Jornal de St. Louis, Globe-Democrat

 

     Em 1880, o famoso evangelista americano Dwight. L. Moody  foi a St. Louis, Missouri, nos EUA, participar em reuniões evangelísticas.

     O jornal local, o Globe-Democrat (na imagem acima), anunciou que publicaria as mensagens que ele pregaria. Moody resolveu incluir uma série de textos da Bíblia para que o Globe-Democrat os publicasse no caso das suas próprias palavras falharem.
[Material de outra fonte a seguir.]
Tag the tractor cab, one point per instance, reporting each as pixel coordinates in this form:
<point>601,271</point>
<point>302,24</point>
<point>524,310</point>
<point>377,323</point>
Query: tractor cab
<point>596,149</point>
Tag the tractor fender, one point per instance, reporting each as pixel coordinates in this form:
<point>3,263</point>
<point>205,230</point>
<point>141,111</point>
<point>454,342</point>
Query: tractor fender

     Valentine Burke era um ladrão que tinha passado 20 anos da sua vida na prisão. Burke estava nessa altura na cadeia de St. Louis a aguardar julgamento. A solitária estava a desgastá-lo. Numa certa manhã alguém atirou-lhe um jornal para a cela, e a primeira coisa que prendeu a sua atenção foi o título: “Como o Carcereiro de Filipos foi Preso”. Com uma risada, sentou-se para ler a história do carcereiro em apuros. “Filipos!”, proferiu com conhecimento, “isso fica em Illinois. Já lá estive”.

     Tratava-se do sermão de Moody na noite anterior. “Que despropósito é este?”, exclamou Burke. “Paulo e Silas – ‘O que é necessário que eu faça para me salvar?’ O Globe-Democrat publicou este disparate? Ele olhou para a data. Sim, era o jornal da manhã de Sexta-feira. Burke atirou-o ao chão com uma maldição, e pôs-se a andar pela cela como um leão enjaulado. Mas acabou por ler o sermão todo. O seu coração estava inquieto. Pegou no jornal repetidas vezes e leu aquela história estranha. “O que significa isto?”, interrogou-se. “Em todo o caso, o que significa ser salvo? Se um tal Deus existe, como pregador diz, creio que o encontrarei”.

     Perto da meia-noite, depois de passar horas de amargo remorso ao recordar a sua vida desperdiçada, ele orou. Foi a primeira vez que o fez depois de o ter feito em miúdo, de joelhos, com a sua mãe. Burke passou a saber que existe um Deus que pode e quer eliminar o registo mais negro de uma assentada.

     Passadas umas semanas Burke foi a julgamento; e foi libertado. Sem amigos, e com um registo criminal manchado, passou por tempos difíceis durante meses. Mas, sendo tão bravo como Cristão como fora como ladrão, esforçou-se, não desistindo. Foi para Nova Iorque, esperando encontrar ali trabalho honesto. Não tendo conseguido, passados seis meses voltou a St. Louis.

     Um dia, recebeu uma carta para se apresentar no tribunal. Ele pensou: “Devem estar a chamar-me por algum caso antigo que ainda penda sobre mim, mas se for culpado disso confesso-o sem problema”. O Xerife Mason saudou-o amigavelmente. “Por onde tens andado, Burke?” Ele respondeu-lhe que tinha ido a Nova Iorque tentar encontrar um trabalho decente.

     “Burke”, disse o Xerife, “eu segui-te durante todo o tempo que estiveste em Nova Iorque. Suspeitava que a tua religiosidade era uma fraude; mas sei que tens vivido uma vida honesta, e mandei-te chamar para te oferecer um emprego como agente da autoridade”.

     Mais tarde Moody encontrou-se com Burke numa sala do tribunal onde o outrora ladrão agora trabalhava guardando um saco de diamantes.

     “Senhor Moody”, disse ele, “veja o que a graça de Deus pode fazer num ladrão. Olhe para isto!”

     Numa outra ocasião, o Xerife Mason deu a Burke o seu velho álbum de fotos como vilão. Valentine Burke gravou as seguintes palavras nas costas do álbum:

     “[Ele] Levanta o pobre do pó, e do monturo levanta o necessitado, para o fazer assentar com os príncipes, mesmo com os príncipes do Seu povo” (Salmo 113:7,8).